Sport Austria (Bundes-Sportorganisation) hat mit seinen Dach- und Fachverbänden viel Know-How in die Erarbeitung eines Hilfspakets für die 15.000 österreichischen Sportvereine investiert. Dass Entschädigungszahlungen an den Sport fließen werden, hat Sportminister Werner Kogler nach mehreren konstruktiven Gesprächen mit dem organisierten Sport auch mehrmals bestätigt. Da aber noch keine geflossen sind, wird die Situation vieler Sportvereine immer prekärer.
Sport Austria-Präsident Hans Niessl: „Die Soforthilfe von mindestens 100 Millionen Euro ist inzwischen überfällig! Vielen Vereinen gehen die liquiden Mittel aus... Wir haben konstruktive Gespräche mit dem Sportministerium geführt, haben unser Know-How eingebracht, Kriterien entwickelt und sind dabei auch auf großes Verständnis gestoßen. Das war alles okay, jetzt ist aber keine Zeit mehr zu verlieren. Wir müssen endlich in die Umsetzung kommen! Derzeit scheitert diese an bürokratischen Fragen der Abwicklung. Das Ministerium strebt einen gemeinsamen Topf für alle gemeinnützigen Organisationen an. Diesen zu kreieren, ist aber aufgrund der Unterschiedlichkeit der Organisationen ein sehr schwieriges, zeitraubendes Unterfangen. Und Zeit haben wir keine mehr! Deshalb plädieren wir nach wie vor für einen eigenen Hilfstopf für den organisierten Sport, der beispielsweise über die Bundes-Sport GmbH unbürokratisch, transparent, vom Rechnungshof prüfbar und vor allem sofort abgewickelt werden kann.“
Info an zwei Millionen Sportvereinsmitglieder
Die weitere Vorgehensweise von Sport Austria beschreibt Niessl folgendermaßen: „Natürlich werden wir weiterhin mit dem Sportministerium unsere guten Gespräche fortsetzen und nach einer raschen Lösung suchen. Davon abgesehen, ist es aufgrund der historisch schwierigen Situation, in der sich unser Spitzen- und Breitensport wegen der Corona-Krise befindet, unsere Verantwortung, dass wir in spätestens zwei Wochen die zwei Millionen Mitglieder der 15.000 Sportvereine über einen offenen Brief über den genauen Stand der Dinge informieren: Entweder, und davon gehe ich aus, danken wir dann auch auf diesem Weg der Regierung und berichten den Mitgliedern, dass ihre schuldlos in Schwierigkeiten gelangten Vereine Hilfsgelder erhalten werden, oder aber wir müssen sie darüber informieren, woran es noch immer scheitert und welch gewaltige Folgen das für die österreichische Sportstruktur und damit auch für das österreichische Gesundheitssystem haben könnte.“
Als Sofortmaßnahme sei jedenfalls das „Kraftpaket" über mindestens 100 Millionen Euro überfällig. Danach sollten weitere Unterstützungsgelder fließen, wenn der tatsächliche Schaden bekannt ist. Wichtig ist jedenfalls, dass der Sport einen EIGENEN HILFSTOPF erhält. Bei Entschädigungsmodellen ist der Sport Austria-Ansatz folgender: Entweder Ersatz des Einnahmenausfalls unter Berücksichtigung von ersparten Ausgaben oder Ersatz der Fixkosten und/oder projektbezogenen Kosten (z.B. Veranstaltungen), die wegen entfallender Einnahmen nicht mehr gedeckt werden können.

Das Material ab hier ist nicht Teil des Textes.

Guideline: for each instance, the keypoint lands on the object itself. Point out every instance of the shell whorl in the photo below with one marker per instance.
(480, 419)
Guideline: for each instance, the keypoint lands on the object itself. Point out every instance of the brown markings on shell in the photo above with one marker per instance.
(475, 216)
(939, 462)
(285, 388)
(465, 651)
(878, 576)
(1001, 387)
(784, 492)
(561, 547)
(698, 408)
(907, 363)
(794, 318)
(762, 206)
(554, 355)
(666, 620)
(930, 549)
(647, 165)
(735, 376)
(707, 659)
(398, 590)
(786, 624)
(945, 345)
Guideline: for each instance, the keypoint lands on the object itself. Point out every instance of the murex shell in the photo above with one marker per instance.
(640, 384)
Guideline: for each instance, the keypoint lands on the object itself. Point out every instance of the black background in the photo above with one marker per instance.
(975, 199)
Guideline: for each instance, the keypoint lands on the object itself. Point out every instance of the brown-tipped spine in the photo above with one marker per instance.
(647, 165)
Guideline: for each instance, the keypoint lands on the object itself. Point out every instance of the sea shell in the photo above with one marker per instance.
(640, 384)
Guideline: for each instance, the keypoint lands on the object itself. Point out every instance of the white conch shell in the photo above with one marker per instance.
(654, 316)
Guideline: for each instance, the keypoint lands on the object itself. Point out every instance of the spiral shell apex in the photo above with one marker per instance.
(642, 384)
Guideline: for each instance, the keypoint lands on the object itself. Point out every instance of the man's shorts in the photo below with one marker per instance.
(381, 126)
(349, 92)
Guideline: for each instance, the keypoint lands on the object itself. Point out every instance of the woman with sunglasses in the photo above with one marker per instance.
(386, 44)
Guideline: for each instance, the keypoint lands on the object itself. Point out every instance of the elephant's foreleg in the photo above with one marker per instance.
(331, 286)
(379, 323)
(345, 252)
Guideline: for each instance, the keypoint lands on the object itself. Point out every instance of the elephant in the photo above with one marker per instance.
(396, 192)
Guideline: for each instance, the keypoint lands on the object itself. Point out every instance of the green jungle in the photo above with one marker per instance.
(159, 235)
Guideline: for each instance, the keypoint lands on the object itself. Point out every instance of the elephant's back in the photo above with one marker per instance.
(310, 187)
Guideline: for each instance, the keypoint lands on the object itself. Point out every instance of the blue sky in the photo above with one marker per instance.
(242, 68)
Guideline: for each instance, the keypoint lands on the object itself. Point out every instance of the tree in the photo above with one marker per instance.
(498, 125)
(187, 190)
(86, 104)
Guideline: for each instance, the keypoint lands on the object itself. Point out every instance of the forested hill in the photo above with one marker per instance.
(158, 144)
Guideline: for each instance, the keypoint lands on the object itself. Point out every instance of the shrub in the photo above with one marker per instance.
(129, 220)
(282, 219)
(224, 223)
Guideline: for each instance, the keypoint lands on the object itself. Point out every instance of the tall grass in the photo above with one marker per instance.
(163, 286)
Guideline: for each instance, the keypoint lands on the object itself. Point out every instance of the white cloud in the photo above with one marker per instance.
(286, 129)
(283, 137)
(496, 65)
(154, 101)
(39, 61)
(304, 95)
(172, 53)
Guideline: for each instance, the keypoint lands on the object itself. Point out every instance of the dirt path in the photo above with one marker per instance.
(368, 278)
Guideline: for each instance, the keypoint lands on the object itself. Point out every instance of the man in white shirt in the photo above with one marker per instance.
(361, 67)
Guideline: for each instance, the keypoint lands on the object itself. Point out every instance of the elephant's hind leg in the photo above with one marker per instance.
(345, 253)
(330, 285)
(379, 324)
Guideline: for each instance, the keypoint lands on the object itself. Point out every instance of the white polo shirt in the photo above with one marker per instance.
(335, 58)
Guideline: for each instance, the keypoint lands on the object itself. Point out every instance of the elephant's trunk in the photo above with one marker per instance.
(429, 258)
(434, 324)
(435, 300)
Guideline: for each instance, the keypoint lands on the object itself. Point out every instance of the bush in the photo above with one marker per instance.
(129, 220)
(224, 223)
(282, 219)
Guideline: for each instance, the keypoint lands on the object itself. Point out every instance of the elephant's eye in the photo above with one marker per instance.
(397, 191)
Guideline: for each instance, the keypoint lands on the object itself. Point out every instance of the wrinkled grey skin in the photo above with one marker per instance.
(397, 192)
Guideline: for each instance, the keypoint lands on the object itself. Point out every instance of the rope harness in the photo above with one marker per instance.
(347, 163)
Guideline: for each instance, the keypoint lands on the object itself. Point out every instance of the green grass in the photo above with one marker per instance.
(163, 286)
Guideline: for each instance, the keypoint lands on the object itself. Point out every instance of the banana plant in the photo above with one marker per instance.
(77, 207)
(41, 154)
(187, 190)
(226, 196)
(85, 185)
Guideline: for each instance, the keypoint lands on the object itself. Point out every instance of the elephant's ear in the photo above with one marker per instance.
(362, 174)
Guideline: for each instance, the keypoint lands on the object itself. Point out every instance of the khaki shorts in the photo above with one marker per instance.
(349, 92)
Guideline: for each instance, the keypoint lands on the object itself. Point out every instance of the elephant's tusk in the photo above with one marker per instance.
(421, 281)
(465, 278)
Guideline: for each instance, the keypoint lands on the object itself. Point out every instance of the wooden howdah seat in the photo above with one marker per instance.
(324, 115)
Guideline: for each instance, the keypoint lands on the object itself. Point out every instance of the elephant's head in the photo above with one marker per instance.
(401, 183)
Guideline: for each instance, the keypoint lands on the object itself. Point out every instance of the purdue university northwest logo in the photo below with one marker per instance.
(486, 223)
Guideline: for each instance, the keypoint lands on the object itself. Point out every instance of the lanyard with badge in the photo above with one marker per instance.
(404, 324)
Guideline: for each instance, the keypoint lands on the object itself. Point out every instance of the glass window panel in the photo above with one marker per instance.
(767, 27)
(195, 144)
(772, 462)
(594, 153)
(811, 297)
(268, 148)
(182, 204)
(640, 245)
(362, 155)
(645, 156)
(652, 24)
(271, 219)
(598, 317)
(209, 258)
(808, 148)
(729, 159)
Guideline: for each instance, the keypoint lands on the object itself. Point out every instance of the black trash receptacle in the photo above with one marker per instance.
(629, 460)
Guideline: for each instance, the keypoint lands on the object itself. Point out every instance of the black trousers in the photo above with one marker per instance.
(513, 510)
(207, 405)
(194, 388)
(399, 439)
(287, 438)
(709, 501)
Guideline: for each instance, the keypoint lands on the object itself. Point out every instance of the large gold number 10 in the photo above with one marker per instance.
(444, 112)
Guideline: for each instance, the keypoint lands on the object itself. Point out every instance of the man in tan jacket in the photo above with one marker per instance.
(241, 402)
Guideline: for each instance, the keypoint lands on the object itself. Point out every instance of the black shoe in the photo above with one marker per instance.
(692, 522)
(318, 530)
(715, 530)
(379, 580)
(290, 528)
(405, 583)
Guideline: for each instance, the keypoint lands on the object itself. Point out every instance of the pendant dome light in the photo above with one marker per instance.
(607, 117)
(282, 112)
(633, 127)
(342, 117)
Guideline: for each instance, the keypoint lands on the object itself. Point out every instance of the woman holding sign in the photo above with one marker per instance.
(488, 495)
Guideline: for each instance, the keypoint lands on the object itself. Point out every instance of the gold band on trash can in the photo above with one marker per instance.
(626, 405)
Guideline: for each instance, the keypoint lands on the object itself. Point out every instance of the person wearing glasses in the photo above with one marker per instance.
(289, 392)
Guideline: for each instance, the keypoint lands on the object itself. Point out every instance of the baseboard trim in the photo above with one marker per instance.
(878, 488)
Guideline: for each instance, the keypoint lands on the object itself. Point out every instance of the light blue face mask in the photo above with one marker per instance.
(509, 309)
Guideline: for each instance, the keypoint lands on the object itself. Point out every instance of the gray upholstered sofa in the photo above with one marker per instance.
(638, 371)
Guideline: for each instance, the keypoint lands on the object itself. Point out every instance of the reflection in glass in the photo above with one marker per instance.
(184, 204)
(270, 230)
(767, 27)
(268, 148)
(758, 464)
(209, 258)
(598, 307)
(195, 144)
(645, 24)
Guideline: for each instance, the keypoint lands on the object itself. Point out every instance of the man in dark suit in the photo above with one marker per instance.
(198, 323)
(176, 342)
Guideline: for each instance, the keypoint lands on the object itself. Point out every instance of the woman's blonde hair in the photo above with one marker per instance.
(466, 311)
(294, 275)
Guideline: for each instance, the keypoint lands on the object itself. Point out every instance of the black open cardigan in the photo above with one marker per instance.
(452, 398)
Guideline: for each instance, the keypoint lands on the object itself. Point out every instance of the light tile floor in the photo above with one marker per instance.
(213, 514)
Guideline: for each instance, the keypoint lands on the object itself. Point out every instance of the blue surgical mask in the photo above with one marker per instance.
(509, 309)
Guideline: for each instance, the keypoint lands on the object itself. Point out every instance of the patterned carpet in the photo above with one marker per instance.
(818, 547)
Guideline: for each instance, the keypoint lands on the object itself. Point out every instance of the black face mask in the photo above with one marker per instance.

Warum ist finanzielle Unterstützung durch den Staat für den organisierten Sport so wichtig?
Österreichs Sport musste wegen der Corona-Krise auf 0 heruntergefahren werden und hatte keine Möglichkeit, Umsätze zu machen. Umsatz aus geplanten Veranstaltungen ist aber fixer Bestandteil des Gesamtbudgets der 15.000 österreichischen Sportvereine. Dieser wird dann zum Beispiel in Nachwuchstrainings, Trainingslager, Sportequipment oder Sportplatzmieten investiert und kommt dadurch wieder Österreichs 2,1 Millionen Vereinsmitgliedern zugute. Da gemeinnützige Vereine abgabenrechtlich keine Gewinnerzielungsabsicht haben dürfen, können sie kein Eigenkapital aufbauen. Somit gibt es auch keine Rücklagenbildung und auch keine realistische Chance, einmal erlittene Verluste wieder aufzuholen. Vereine, die zum überwiegenden Teil ehrenamtlich organisiert sind, hätten dazu auch gar nicht die personellen Ressourcen.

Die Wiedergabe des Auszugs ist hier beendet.